Targeting the Resume

To help you target your resume, you need to ask some fundamental questions about the company you are pursuing:

  • How big is the company?
  • What does the company do?
  • Is the company a leader in its field, or a straggler?
  • What is the company’s history?
  • Who are the company’s major competitors?
  • What are the trends facing the company in its industry as a whole?
  • Are you familiar with the duties and requirements of the position you are targeting?
  • Do you have a good picture of the company’s ideal candidate? Can you meet their expectations? What do you need to do to come up to par?

It is important to target your resume at every stage of your writing.

Objective: You can easily make the Objective work for you by using it to show that you know about the job concerned. An intelligent Objective will pinpoint the job you are targeting and second that statement of intent with comments that reinforce your choice, i.e. “Targeting Account Management position in order to utlilize client development and negotiation skills.”

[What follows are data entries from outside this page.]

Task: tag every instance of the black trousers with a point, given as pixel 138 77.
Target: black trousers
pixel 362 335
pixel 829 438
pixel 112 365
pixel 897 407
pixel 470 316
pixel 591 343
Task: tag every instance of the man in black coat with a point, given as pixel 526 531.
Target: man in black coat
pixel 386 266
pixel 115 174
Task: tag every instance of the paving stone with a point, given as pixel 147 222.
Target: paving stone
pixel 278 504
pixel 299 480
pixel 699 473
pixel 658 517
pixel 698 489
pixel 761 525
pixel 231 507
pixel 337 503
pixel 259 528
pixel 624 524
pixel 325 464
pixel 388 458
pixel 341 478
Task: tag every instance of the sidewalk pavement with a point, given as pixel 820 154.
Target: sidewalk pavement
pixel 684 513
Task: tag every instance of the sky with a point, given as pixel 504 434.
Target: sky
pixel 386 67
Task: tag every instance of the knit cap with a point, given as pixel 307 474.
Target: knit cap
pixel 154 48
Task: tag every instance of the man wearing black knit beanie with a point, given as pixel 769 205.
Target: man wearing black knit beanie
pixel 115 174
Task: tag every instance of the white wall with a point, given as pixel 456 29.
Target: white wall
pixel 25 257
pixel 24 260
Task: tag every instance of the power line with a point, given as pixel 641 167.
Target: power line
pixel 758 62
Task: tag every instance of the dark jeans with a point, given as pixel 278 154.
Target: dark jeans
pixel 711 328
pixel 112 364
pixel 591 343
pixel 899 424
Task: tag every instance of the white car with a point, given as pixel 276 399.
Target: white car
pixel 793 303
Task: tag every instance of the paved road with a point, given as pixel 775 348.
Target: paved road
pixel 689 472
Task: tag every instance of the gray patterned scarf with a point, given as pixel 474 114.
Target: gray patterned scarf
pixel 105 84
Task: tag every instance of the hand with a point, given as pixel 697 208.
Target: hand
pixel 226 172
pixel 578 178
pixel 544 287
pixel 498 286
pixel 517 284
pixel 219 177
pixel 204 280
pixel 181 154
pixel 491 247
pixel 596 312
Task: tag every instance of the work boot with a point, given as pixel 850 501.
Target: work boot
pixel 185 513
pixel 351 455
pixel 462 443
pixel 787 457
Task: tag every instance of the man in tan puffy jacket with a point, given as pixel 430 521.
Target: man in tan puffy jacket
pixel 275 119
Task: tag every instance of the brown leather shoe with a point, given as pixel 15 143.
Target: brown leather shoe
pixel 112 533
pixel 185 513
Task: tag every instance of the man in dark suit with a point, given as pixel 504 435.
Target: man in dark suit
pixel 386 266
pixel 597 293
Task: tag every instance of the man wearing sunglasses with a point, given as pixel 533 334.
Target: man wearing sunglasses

Skills/Summary: If you include this section, you will obviously need to think long and hard about the company and the position you are targeting. Every skill or experience should add to the argument that you are the right person for the job. If you are presenting information that does not help your case, take it out or try to re-cast it in the most beneficial light possible. (Lying is bad, but adding spin to your skills and experience is expected).

Work History/Experience: Employers are looking for a demonstrated commitment to the kind of work they are offering. If you wanted to be a journalist, you better have written for the school newspaper or submitted letters to the editor of your local paper. Vague notions of wanting to do a particular job will not get you the job.

Every experience you list should form a cohesive and persuasive argument for your hire. Sure, you may not have been a Technical Support person before, but you have a ton of Customer Service experience and you are very familiar with all the latest software applications. These two factors can be transformed into a powerful lever when it comes to applying for a job. You can argue that they show a demonstrated commitment to the type of work you are seeking. The skills may not have been learned explicitly in Tech Support, but they are “transferable skills” nonetheless.

Education: If you recently left school you may include the names of courses to argue your suitability for a position. Otherwise, your education says what it says about you and it is up to your interview technique to show why your education qualifies you for a particular post.

Skills: In your list of Other/Additional Skills you can flesh out your all-round employability by listing the latest software you have mastered or by stating how fast you type, how many languages you speak etc. Again, follow the rule of targeting these skills to the specific job. Leave skills out that do not add significant weight to your application.